An improved surface soil moisture downscaling approach over cloudy areas based on geographically weighted regression

This study proposed a methodological framework for downscaling AMSR-2 surface soil moisture (SSM) products over cloudy areas using MODIS LST/NDVI datasets. The experiment was conducted in a relatively large area of 430,000 km2 in the middle and lower reaches of the Yangtze and Huaihe rivers in China, which is characterized by humid climate and frequent cloudy weather conditions. As MODIS LSTs suffer from serious pixel loss due to cloud interference in this area, an effective LST interpolation method was preliminarily applied to achieve daily LST datasets with quasi-full covers. And rather small RMSEs in the range 1.5 K–3.5 K were obtained when the interpolated LST datasets were validated against a reference LST dataset built from observed relationships between LST and ground-based near-surface air temperatures on clear sky days. A regression equation was then established between AMSR-2 SSM and spatially resampled MODIS datasets using "Geographically Weighted Regression (GWR)" to implement the SSM downscaling process. SSM estimates downscaled by the GWR-based method showed a better performance over those downscaled by the traditional "universal triangle feature (UTF)" based method in view of their "non-biased RMSEs (ubRMSEs)", correlation coefficients, and mean biases with respect to ground-based soil moisture validation data.
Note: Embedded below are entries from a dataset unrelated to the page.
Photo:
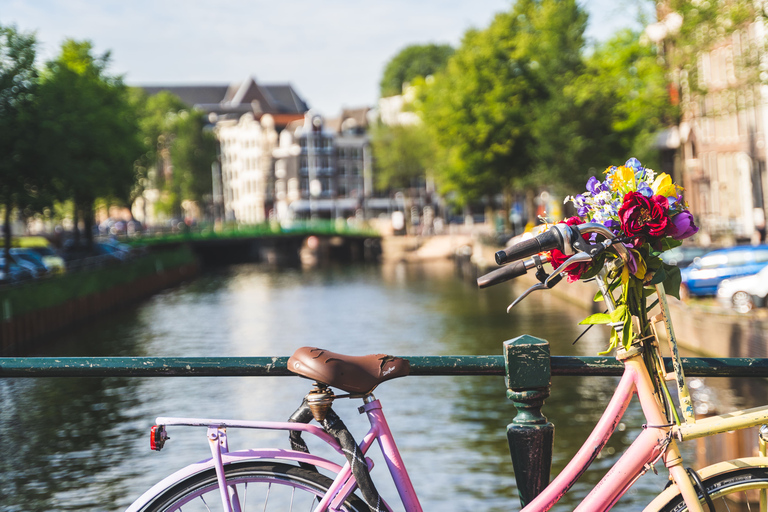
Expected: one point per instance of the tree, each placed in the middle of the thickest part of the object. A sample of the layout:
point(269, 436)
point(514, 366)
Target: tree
point(412, 62)
point(479, 108)
point(89, 130)
point(180, 150)
point(19, 182)
point(403, 155)
point(193, 153)
point(624, 78)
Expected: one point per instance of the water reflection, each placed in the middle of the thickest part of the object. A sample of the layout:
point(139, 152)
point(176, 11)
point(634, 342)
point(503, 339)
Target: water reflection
point(83, 442)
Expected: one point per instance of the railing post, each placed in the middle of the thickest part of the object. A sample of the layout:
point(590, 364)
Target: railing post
point(530, 435)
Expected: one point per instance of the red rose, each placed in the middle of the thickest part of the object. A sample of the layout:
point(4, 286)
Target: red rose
point(642, 217)
point(557, 258)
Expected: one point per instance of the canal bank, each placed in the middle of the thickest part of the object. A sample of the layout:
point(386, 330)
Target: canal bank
point(42, 308)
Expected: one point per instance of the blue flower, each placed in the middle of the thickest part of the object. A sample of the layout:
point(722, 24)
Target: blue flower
point(634, 164)
point(645, 190)
point(593, 185)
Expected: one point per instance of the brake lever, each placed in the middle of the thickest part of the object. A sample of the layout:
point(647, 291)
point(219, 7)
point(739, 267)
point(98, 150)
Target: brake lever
point(537, 286)
point(579, 257)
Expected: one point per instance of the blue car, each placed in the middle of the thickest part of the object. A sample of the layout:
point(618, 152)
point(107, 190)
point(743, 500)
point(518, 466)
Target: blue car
point(703, 275)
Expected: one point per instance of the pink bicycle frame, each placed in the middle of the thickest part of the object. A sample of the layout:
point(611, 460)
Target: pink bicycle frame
point(650, 446)
point(343, 484)
point(653, 444)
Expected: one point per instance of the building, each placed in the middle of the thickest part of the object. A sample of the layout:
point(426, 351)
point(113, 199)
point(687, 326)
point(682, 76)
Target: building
point(234, 100)
point(247, 118)
point(324, 168)
point(720, 142)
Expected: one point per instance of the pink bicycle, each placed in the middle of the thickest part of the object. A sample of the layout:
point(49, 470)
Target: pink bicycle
point(294, 479)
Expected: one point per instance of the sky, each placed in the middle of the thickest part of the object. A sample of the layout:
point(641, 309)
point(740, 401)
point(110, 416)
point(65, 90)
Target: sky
point(333, 52)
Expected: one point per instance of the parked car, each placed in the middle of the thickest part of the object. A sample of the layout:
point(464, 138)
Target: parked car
point(744, 294)
point(684, 255)
point(52, 260)
point(702, 277)
point(115, 250)
point(15, 272)
point(31, 260)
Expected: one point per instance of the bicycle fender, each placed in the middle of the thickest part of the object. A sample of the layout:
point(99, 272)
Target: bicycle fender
point(708, 472)
point(269, 454)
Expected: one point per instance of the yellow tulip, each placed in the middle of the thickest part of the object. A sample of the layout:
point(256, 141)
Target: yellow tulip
point(663, 185)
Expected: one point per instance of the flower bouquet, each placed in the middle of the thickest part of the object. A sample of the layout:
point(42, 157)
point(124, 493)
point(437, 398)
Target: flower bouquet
point(646, 212)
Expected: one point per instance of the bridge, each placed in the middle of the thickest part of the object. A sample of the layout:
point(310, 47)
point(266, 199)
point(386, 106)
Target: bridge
point(313, 241)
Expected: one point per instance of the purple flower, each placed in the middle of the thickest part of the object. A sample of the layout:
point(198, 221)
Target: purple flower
point(632, 263)
point(682, 226)
point(593, 185)
point(633, 163)
point(645, 190)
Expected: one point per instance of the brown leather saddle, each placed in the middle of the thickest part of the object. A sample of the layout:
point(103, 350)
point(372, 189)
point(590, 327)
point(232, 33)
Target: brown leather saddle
point(353, 374)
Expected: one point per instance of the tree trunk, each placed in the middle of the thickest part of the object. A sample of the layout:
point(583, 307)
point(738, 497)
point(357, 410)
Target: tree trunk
point(506, 203)
point(88, 224)
point(530, 205)
point(76, 221)
point(7, 238)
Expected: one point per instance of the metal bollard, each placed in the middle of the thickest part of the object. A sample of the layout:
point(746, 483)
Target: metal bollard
point(530, 435)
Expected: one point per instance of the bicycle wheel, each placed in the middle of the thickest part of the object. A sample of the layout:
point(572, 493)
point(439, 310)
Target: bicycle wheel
point(735, 491)
point(259, 486)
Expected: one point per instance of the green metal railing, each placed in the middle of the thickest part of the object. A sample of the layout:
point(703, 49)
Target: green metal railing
point(277, 366)
point(526, 365)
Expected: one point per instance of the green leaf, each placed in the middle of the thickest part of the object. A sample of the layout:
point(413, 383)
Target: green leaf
point(620, 314)
point(614, 344)
point(658, 277)
point(673, 281)
point(597, 319)
point(670, 243)
point(626, 333)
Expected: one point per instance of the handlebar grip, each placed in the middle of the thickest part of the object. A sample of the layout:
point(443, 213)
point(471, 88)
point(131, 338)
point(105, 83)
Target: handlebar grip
point(550, 239)
point(502, 274)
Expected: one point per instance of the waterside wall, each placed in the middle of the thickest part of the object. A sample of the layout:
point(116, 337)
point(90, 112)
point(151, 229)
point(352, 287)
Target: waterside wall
point(34, 311)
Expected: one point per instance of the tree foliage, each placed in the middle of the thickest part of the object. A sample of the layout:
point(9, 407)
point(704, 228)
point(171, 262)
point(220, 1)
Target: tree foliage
point(19, 177)
point(403, 155)
point(521, 104)
point(483, 108)
point(412, 62)
point(179, 150)
point(88, 127)
point(626, 80)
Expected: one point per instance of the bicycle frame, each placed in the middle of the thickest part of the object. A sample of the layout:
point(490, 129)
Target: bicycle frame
point(343, 483)
point(653, 444)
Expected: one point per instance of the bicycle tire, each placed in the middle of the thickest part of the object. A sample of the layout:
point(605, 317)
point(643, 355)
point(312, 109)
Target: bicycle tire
point(731, 491)
point(271, 482)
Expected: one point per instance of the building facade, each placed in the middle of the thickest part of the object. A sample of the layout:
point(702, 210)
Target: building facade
point(721, 139)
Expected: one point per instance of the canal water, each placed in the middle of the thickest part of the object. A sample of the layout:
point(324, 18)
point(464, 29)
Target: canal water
point(71, 444)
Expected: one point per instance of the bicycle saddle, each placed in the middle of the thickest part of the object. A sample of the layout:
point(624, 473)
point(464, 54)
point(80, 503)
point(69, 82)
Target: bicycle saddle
point(353, 374)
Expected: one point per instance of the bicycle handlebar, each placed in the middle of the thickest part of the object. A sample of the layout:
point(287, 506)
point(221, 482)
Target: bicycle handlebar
point(502, 274)
point(556, 237)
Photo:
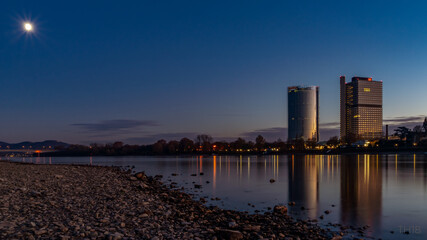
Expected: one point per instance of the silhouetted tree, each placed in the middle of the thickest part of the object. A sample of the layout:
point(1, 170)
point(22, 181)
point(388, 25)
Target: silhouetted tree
point(402, 132)
point(311, 143)
point(173, 147)
point(240, 143)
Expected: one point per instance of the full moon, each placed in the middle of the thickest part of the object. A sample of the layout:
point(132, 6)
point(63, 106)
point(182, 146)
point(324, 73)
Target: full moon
point(28, 27)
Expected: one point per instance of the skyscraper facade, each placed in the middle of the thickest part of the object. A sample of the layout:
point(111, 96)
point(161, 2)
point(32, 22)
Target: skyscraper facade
point(303, 113)
point(361, 111)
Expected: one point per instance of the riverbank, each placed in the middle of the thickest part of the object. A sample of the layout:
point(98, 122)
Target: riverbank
point(76, 202)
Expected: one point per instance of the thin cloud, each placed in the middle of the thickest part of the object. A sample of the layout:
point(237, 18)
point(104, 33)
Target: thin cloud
point(403, 120)
point(272, 134)
point(115, 125)
point(152, 138)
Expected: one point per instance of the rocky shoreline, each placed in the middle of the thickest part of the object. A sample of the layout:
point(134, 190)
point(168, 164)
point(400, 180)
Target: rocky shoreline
point(93, 202)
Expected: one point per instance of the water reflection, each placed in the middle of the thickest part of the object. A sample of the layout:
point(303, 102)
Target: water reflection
point(361, 191)
point(303, 182)
point(382, 191)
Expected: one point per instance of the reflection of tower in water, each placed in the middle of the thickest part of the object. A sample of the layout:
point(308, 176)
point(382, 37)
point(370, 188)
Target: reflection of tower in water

Comparisons between SSM estimates from MODIS LST inputs and those from interpolated LST inputs were conducted, and they showed that the SSM estimates downscaled by interpolated LST inputs performed only slightly poorer (with an ubRMSE difference no larger than 0.02 cm3/cm3) than those by MODIS data. Time series analysis further showed that the GWR-based downscaled SSM estimates with reconstructed LST data inputs are in phase with the variation in ground-based soil moisture with the exception of areas of extremely high vegetation cover or low temperatures. The framework proposed in this study thus proved feasible for the derivation of reliable downscaled high spatial resolution SSM estimates, an essential application in mitigating pixel loss under cloudy weather conditions.